Share

DIKERJAI

Aku paham yang dimaksud adalah pilihan kalau tak mau dimadu, cerai. Dia sedang tak menunjukkan kebijaksanaan, tapi lebih pada keditaktoran.

Jadi, dia sedang membuat permainan ingin menyingkirkanku secara tak langsung. Tak semudah itu Ferguso! Ingat, pada harta ini ada hasil usahaku.

Aku ingin menjawab, tapi ditahan. Mati-matian aku menahan ledakan emosi. Tangan terkepal hingga jari-jari sangat rapat satu sama lain. Rahang mengeras dan mata sudah tak bisa sayu.

"Iya, Mas. Aku akan berusaha rukun dengan mba Tiara. Bagaimanapun mba Tiara istri pertama, jadi harus aku hormati! Aku siap mundur jika mba Tiara sedih."

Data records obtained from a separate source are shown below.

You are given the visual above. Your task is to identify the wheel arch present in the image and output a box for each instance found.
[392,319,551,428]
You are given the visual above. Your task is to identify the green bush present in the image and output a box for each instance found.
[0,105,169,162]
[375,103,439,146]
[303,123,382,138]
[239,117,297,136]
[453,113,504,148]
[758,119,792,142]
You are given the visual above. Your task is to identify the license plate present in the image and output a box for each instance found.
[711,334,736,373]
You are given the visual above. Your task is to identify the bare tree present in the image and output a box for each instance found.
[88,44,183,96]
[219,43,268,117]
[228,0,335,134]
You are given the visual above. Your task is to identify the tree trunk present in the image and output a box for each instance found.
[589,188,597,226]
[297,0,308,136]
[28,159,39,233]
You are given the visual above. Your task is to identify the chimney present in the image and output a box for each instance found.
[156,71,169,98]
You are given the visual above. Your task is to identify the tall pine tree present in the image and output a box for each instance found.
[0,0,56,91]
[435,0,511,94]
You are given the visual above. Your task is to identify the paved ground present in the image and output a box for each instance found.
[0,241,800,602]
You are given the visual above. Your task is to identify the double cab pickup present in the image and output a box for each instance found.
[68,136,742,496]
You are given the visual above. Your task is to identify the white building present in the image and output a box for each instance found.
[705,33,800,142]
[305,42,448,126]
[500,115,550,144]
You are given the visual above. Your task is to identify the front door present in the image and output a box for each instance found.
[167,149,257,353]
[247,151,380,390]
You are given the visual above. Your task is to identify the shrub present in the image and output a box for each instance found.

Huh, aku tahu apa yang diucapkannya tidak tulus. Dari penyelidikan anak buah, kudapat info bahwa sikap asli Susi tak seelok parasnya. Ia sangat sombong dan sok cantik. Bahkan tak segan menghina orang-orang.

Waktu miskin saja begitu, apalagi setelah jadi istri juragan Ragil. Makinlah ia mendongak.

"Terima kasih, Sayang!"

Romantis sekali dia bilang sayang. Padaku hanya panggil nama, bahkan tak segan mencela dengan sebutan buruk. Brengs*k kau Ragil.

Mas Ragil tersenyum mesra ke arah Susi. Hidungnya kembang kempis mungkin karena bangga telah punya istri manis sekali, ayu dan sopan menurutnya.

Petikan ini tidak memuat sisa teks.